A dilapidated cottage has been restored as a bat house.
Bats include brown long-eared bat (Plecotus auritus), greater horseshoe bat (Rhinolophus ferrumequinum) and lesser horseshoe bat (Rhinolophus hipposideros).
Other animals include Eurasian otter (Lutra lutra), European badger (Meles meles), hazel dormouse (Muscardinus avellanarius), roe deer (Capreolus capreolus) and wood mouse (Apodemus sylvaticus).

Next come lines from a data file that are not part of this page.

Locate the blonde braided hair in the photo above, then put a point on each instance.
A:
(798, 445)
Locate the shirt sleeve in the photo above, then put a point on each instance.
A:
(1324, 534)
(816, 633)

Birds include common kingfisher (Alcedo atthis), Eurasian bullfinch (Pyrrhula pyrrhula), European green woodpecker (Picus viridis), silver-washed fritillary (Argynnis paphia), song thrush (Turdus philomelos) and white-throated dipper (Cinclus cinclus).
The comma (Polygonia c-album) and common brimstone (Gonepteryx rhamni) butterflies may be seen.